The following checks are carried out in the conditions section of the TokenTransfer contract: the accounts involved in the transaction should exist, the amount of tokens to be transferred should be non-zero, the amount of the transaction should be smaller or equal to the balance of the sender’s account. The action section carries out the modification of values in the amount column of the sender’s and receiver’s accounts.

Token Sending Form

The token sending form contains fields to input the transaction amount and the recipient address.

Div(Class: panel panel-default){
  Form(){
    Div(Class: list-group-item text-center){
      Span(Class: h3, Body: LangRes(SendTokens))
    }
    Div(Class: list-group-item){
      Div(Class: row df f-valign){
        Div(Class: col-md-3 mt-sm text-right){
          Label(For: Recipient_Account){
            Span(Body: LangRes(Recipient_Account))
          }
        }
        Div(Class: col-md-9 mb-sm text-left){
          Input(Name: Recipient_Account, Type: text, Placeholder: "xxxx-xxxx-xxxx-xxxx")
        }
      }
      Div(Class: row df f-valign){
        Div(Class: col-md-3 mt-sm text-right){
          Label(For: Amount){
            Span(Body: LangRes(Amount))
          }
        }
        Div(Class: col-md-9 mc-sm text-left){
          Input(Name: Amount, Type: text, Placeholder: "0", Value: "5000000")
        }
      }
    }
    Div(Class: panel-footer clearfix){
      Div(Class: pull-right){
        Button(Body: LangRes(send), Contract: SendTokens, Class: btn btn-default)
      }
    }
  }
}

We could use the Button function to directly call the TokenTransfer transfer contract and pass the current user’s (sender) account address to it, but for the purpose of demonstration of the work of contracts with confirmation we’ll create an intermediary user contract SendTokens.

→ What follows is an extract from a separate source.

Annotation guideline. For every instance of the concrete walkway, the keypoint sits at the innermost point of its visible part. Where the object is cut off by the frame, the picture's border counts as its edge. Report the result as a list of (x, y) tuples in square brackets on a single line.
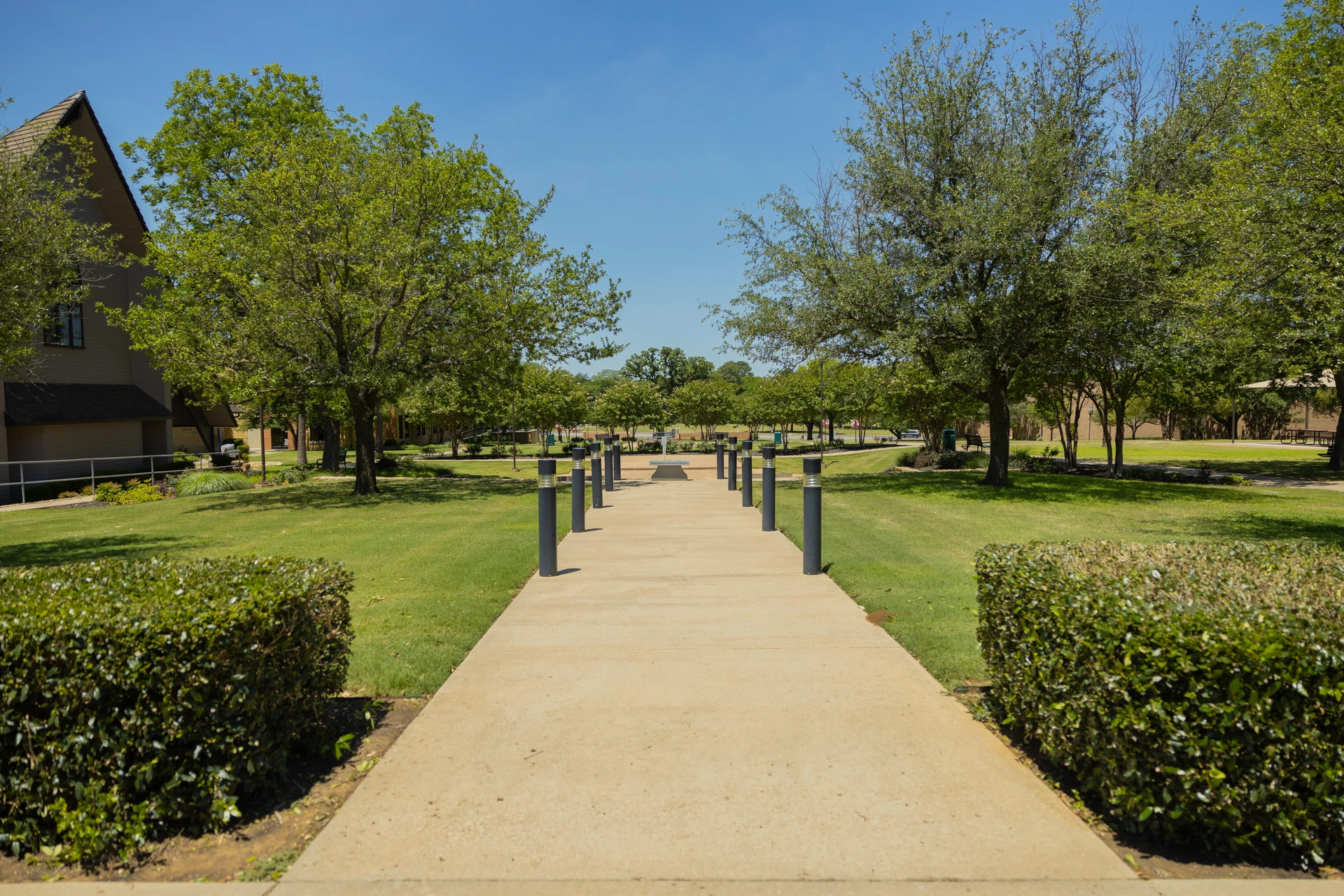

It is important to note, that since the names of data in the data section of the contract and the names of the interface form fields are the same, we don’t need to specify the Params parameters in the Button function.

The form can be placed on any page in the software client. After the contract execution has ended, the user will stay on the current page (because we didn’t specify a target page Page in the Button function).

Custom Contracts

The TokenTransfer contract is defined as a contract with confirmation, and that is why in order to call it from another contract we need to place the Signature string “signature:TokenTransfer” in the data section of our custom contract. The conditions section of the SendTokens contract checks the availability of the account; the action section calls the TokenTransfer contract and passes parameters to it.

contract SendTokens {
    data {
        Amount money
        Recipient_Account string
        Signature string "signature:TokenTransfer"
    }

    conditions {
        $recipient = AddressToId($Recipient_Account)
        if $recipient == 0 {
            error Sprintf("Recipient %s is invalid", $Recipient_Account)
        }
    }

    action {
        TokenTransfer("Amount,Sender_AccountId,Recipient_AccountId,Signature", $Amount, $key_id, $recipient, $Signature)
    }
}